Possibly the Worst PowerPoint Slide I Have Ever Seen



Well, maybe not the absolute worst because I have seen some bad ones. But this one is in the Top 10.


Good Intentions

This slide was part of a larger, information-style presentation related to an environmental planning report. The slide was one of 37 slides. This slide was intended to show a quick summary of historical data, the completeness of the data, and that some data analysis was part of the planning efforts.


Good intentions. Here is why the slide fails so miserably as effective communication


Too Much Information to Comprehend Quickly

There are four graphs on a single slide. Each graph contains two sample events, sixteen years, and five data points per sampling event. That is 160 data points per graph or 640 relatively disparate data points.


Graphs are indeed a quick way to summarize large sets of data. It is also true that graphs should be multi-variate in most cases. Any single graph achieved these two goals. Including four graphs together muddied the water.


No Clear Message or Takeaway

Every reader of the graph can take multiple messages from the slide.
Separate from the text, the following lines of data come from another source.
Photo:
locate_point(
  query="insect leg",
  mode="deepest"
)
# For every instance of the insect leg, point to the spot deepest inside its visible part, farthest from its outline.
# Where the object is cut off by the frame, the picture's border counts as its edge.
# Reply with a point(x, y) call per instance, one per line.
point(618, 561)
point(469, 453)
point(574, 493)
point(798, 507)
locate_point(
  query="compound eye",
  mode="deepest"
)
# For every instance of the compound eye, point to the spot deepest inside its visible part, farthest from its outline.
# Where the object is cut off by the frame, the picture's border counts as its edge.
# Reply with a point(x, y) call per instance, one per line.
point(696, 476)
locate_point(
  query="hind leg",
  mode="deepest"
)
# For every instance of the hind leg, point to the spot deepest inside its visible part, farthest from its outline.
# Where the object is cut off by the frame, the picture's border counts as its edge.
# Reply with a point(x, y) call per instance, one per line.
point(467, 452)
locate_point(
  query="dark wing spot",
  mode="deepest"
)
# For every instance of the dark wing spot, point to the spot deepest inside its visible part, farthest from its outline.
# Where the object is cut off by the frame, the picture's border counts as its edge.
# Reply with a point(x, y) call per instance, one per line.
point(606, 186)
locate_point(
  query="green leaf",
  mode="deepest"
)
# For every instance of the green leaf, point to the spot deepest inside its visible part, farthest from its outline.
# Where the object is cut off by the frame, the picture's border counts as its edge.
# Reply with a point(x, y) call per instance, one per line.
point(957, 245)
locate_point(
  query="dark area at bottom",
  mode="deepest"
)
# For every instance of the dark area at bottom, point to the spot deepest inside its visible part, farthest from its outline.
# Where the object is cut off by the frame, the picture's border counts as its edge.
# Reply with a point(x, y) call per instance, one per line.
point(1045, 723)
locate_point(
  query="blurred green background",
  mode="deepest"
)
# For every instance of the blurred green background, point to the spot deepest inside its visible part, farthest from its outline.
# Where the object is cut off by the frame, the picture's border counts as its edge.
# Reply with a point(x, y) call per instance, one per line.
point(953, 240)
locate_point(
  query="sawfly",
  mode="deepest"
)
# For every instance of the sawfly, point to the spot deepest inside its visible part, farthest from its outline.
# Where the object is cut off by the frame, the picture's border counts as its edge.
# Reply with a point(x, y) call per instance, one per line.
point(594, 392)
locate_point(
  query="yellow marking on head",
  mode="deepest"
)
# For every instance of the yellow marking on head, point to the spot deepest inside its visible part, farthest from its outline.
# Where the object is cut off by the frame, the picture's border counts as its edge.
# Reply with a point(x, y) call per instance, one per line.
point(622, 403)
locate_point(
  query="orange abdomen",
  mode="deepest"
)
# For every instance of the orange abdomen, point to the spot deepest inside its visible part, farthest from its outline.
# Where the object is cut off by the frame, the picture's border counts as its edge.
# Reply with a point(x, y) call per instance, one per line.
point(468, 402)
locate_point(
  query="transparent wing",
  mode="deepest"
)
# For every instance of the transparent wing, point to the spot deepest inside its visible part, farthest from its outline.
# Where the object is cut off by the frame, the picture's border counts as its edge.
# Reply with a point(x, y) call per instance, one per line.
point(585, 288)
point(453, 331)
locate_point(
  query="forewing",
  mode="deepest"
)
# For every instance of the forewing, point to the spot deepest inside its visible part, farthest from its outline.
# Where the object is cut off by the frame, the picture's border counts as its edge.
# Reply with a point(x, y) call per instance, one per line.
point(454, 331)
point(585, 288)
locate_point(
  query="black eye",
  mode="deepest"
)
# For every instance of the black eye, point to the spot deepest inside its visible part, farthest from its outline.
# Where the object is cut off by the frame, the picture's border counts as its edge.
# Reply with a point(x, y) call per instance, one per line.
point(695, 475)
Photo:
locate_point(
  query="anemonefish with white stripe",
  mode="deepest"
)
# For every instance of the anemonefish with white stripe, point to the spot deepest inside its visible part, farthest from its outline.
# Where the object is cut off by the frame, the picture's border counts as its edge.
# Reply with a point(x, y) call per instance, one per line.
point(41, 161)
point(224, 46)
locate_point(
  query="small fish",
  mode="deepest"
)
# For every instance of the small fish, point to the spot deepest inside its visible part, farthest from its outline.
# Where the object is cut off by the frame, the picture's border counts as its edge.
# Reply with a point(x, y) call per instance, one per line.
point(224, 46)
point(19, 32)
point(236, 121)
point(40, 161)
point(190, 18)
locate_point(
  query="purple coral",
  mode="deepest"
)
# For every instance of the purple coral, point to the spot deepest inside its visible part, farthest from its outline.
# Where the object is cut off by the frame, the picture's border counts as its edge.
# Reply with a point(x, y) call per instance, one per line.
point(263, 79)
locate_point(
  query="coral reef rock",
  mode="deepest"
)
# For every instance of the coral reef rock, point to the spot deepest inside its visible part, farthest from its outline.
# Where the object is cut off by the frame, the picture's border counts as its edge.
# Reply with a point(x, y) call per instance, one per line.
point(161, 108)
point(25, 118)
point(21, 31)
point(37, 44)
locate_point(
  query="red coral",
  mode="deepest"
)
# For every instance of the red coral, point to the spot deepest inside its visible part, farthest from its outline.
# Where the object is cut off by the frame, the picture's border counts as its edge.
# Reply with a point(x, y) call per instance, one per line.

The slide creates confusion because there are multiple messages, and it is unclear what the trusted advisor wants the decision makers to take away from it.


Plus, there is no room on the slide to add the central message, if there is one.
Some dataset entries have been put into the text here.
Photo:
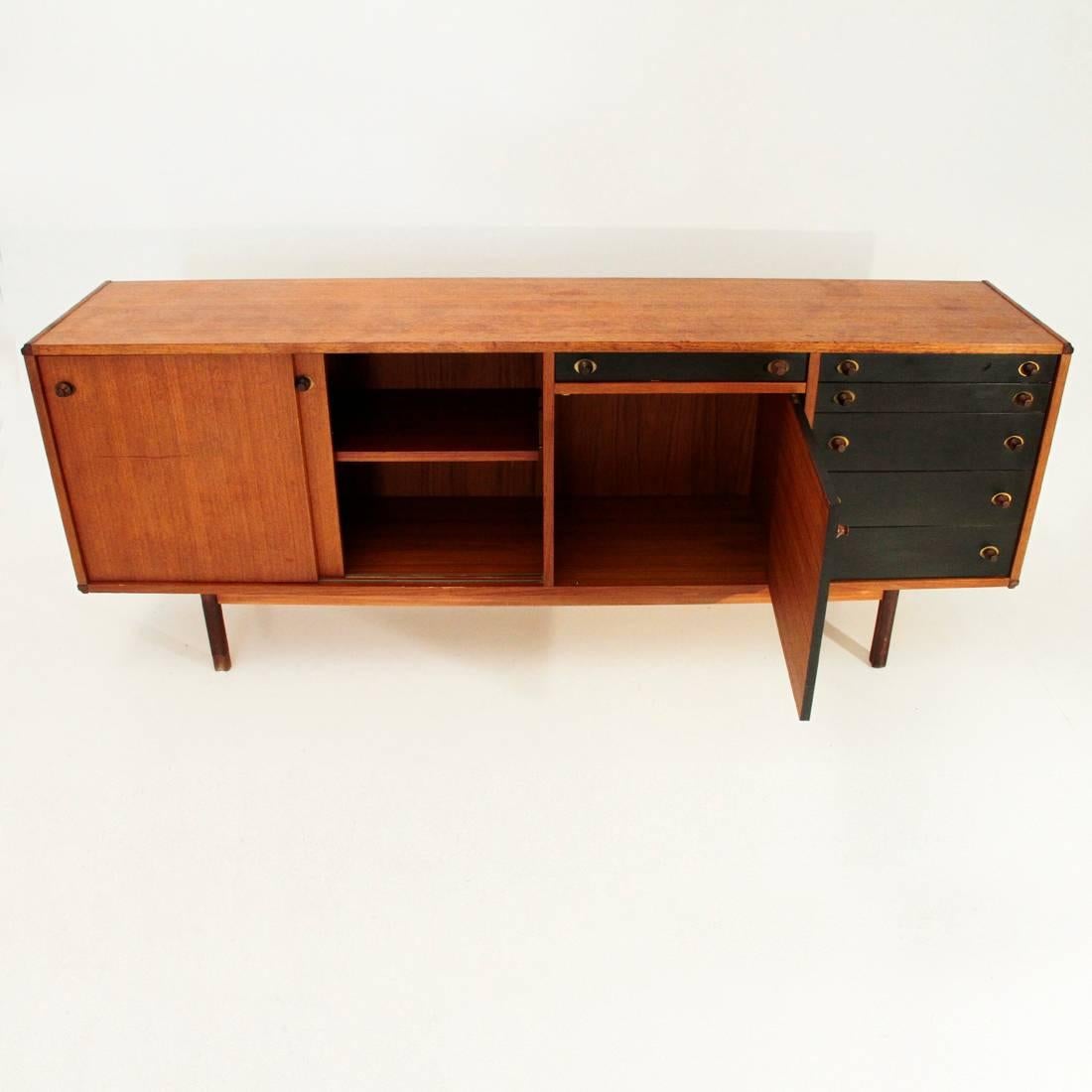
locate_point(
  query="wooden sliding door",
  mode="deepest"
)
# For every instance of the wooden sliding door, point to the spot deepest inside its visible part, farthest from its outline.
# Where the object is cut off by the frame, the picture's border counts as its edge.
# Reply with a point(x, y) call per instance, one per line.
point(800, 515)
point(183, 469)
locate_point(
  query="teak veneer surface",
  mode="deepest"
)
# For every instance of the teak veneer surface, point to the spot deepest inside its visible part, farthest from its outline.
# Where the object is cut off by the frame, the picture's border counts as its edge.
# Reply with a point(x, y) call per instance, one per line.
point(513, 315)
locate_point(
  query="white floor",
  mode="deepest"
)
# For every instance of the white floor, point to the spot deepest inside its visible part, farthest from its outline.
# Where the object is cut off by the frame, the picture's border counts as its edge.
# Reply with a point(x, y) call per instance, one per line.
point(538, 850)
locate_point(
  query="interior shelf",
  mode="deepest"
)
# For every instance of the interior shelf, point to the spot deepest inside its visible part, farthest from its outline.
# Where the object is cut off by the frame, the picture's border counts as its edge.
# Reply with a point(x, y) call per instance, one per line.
point(438, 426)
point(665, 541)
point(446, 538)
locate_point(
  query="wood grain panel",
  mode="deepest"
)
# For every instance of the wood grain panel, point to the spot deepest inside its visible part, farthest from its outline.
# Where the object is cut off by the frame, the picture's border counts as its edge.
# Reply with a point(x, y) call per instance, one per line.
point(314, 408)
point(799, 512)
point(184, 468)
point(536, 315)
point(655, 445)
point(1036, 481)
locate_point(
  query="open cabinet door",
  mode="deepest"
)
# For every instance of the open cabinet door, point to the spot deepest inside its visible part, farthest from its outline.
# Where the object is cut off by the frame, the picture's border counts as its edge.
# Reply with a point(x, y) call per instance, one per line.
point(799, 511)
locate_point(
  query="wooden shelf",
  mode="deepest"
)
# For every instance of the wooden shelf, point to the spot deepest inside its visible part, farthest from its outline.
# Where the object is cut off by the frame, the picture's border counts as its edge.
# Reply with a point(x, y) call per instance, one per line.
point(446, 539)
point(607, 542)
point(401, 426)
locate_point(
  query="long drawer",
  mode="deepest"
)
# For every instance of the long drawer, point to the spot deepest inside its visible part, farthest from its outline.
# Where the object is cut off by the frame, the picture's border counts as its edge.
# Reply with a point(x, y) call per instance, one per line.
point(680, 367)
point(932, 498)
point(931, 368)
point(941, 441)
point(849, 397)
point(907, 553)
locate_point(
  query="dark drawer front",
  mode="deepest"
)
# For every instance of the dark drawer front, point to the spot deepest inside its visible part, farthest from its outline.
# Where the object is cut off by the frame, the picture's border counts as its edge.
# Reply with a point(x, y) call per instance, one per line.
point(908, 553)
point(918, 368)
point(680, 367)
point(940, 441)
point(978, 498)
point(931, 397)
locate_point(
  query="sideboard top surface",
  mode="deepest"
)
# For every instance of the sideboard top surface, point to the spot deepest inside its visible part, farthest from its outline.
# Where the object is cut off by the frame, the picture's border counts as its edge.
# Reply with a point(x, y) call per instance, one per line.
point(535, 315)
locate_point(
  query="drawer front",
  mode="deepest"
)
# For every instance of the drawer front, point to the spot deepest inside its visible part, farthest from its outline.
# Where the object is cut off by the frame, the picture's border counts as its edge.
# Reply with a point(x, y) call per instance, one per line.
point(938, 441)
point(979, 498)
point(929, 368)
point(908, 553)
point(680, 367)
point(851, 397)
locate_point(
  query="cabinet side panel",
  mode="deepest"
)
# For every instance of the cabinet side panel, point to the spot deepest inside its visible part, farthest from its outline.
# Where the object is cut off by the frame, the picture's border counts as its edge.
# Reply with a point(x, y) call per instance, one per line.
point(55, 470)
point(789, 490)
point(1036, 480)
point(318, 450)
point(184, 468)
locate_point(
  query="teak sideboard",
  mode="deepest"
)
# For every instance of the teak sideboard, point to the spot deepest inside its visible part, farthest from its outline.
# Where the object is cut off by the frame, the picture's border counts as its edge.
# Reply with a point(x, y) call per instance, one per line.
point(549, 441)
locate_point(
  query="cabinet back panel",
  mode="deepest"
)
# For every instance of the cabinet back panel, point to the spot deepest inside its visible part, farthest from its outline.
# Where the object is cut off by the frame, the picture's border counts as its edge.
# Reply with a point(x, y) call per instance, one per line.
point(654, 445)
point(184, 468)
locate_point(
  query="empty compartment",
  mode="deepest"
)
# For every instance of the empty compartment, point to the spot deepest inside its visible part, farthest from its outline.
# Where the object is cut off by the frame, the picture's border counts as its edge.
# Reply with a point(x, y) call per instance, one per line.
point(661, 489)
point(435, 407)
point(441, 522)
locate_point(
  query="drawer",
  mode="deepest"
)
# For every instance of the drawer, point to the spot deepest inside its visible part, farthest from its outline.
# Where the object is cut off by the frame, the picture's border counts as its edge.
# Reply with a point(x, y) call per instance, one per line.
point(680, 367)
point(927, 441)
point(972, 498)
point(931, 368)
point(931, 397)
point(907, 553)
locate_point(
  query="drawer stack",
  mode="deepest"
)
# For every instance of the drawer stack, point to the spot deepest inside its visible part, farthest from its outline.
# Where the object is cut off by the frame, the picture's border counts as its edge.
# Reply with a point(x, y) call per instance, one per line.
point(931, 458)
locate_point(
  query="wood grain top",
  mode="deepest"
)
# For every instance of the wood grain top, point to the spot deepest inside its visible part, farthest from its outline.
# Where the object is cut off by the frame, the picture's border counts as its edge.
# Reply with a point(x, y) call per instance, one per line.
point(536, 315)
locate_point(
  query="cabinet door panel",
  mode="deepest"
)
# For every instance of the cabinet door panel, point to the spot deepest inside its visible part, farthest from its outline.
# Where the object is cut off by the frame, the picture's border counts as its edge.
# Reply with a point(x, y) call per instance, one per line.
point(183, 468)
point(799, 509)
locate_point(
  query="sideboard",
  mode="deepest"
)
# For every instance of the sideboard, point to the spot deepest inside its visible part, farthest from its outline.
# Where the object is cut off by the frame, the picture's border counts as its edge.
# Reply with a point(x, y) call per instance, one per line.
point(535, 441)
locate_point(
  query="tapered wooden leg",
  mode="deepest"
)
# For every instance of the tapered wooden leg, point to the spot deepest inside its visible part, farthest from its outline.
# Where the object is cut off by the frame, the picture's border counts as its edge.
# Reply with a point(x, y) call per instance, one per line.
point(882, 635)
point(217, 634)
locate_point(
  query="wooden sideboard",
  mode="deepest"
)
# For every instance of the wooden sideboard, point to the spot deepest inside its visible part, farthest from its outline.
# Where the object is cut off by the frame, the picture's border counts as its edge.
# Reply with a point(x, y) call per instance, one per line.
point(544, 441)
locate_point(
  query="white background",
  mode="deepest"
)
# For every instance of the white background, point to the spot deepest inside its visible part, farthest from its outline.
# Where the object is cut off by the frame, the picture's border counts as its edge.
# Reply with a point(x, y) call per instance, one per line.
point(543, 850)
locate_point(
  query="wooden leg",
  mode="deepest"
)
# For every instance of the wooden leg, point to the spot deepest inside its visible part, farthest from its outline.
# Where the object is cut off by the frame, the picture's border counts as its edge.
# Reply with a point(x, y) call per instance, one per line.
point(217, 634)
point(882, 635)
Decision Makers Do Not Understand Box Plots

On page 82 of Communicating to Decision Makers, the equivalence of the box plot (box and whisker diagram) and the cone diagram is recognized. In practice, a non-technical audience of decision makers will understand the cone diagram much more easily than the box plot. In fact, the non-technical audience very seldom understands the choppiness of the box plot and is turned off by it.


The Vertical Scales Are All Different

The decision maker has to work hard to understand the comparative analysis because all four graphs on the same slide have different scales. The trusted advisor is taking the burden off themselves and transferring it to the decision makers. It is in poor graphical form, and it is also disrespectful.
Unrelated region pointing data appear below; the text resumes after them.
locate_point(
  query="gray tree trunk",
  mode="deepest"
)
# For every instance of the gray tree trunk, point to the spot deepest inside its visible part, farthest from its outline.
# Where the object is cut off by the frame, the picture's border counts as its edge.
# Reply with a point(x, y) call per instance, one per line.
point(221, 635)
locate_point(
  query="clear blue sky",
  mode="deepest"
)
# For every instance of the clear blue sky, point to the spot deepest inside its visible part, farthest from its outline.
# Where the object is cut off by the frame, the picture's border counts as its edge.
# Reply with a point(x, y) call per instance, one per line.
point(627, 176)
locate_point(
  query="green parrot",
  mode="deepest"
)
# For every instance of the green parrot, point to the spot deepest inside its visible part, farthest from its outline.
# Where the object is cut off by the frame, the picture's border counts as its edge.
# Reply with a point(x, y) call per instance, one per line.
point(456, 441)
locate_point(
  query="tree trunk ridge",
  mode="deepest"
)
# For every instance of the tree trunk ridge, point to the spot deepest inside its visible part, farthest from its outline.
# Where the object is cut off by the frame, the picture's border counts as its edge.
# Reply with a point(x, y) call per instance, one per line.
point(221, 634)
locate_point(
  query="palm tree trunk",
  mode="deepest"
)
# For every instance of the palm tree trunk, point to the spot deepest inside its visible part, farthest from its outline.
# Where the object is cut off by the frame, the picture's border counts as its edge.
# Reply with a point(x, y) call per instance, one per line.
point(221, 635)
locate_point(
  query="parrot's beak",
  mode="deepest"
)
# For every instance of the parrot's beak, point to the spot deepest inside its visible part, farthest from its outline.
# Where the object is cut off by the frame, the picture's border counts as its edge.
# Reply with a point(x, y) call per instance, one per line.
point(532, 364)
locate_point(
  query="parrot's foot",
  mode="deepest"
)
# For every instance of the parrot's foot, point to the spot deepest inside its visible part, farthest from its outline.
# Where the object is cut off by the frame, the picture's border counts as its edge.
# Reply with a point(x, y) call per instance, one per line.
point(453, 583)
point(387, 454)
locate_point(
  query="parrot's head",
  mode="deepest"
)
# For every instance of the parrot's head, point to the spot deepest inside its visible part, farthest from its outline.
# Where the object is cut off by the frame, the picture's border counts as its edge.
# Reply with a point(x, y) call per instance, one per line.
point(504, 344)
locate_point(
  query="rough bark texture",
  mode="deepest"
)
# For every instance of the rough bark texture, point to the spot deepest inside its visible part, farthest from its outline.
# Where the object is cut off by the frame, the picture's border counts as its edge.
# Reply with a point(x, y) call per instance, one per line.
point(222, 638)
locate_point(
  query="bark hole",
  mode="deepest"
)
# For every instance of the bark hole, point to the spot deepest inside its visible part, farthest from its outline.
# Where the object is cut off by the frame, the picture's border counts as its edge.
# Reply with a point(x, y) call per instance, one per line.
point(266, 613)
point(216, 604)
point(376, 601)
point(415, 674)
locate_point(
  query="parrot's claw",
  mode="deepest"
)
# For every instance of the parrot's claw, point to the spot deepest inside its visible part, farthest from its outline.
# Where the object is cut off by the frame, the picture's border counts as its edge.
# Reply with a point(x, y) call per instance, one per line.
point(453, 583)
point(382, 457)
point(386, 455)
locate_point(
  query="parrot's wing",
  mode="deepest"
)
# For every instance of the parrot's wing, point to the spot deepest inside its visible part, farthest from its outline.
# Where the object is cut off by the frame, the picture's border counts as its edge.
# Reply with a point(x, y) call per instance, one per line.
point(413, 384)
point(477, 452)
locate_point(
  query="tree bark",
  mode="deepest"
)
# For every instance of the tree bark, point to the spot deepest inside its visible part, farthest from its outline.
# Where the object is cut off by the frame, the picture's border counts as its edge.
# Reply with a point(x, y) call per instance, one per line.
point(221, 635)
It is a poor slide, but certainly, the top two graphs could have been shown at the same scales. The same could have been done for the bottom two graphs. The slide would still have been poor, but at least it would have shown some respect to the decision maker.


Colorblindness

My first reaction was the choice of red was a poor one from the standpoint of colorblindness. After viewing the slide in black and white, it was not as indistinguishable as I had first imagined.



Red, yellow, and orange are great highlight colors, and possibly the trusted advisor was moving in that direction. The issue is that the red and the yellow, in this case, are primary colors, not highlight colors.


Red tends to elicit negative reactions as a primary color, so maybe the trusted advisor was subliminally trying to draw a negative connotation to the Rocky River.


Thinking About It

The positive (and trustful) way to look at this slide is that the presenter just tried to cram too many slides into one short presentation. And maybe they were not well trained. And whoever reviewed it was not well trained either.


The more realistic (and respectful to the presenter) way to look at this slide is that everyone is a professional and knows what they are doing. At least that is the starting point.


But the presenter cannot have it both ways.


I will stay with the positive (and trustful) perspective on this one. That means better training for the presenter, better training for the reviewer, and better business processes associated with catching crappy slides before they get in front of decision makers.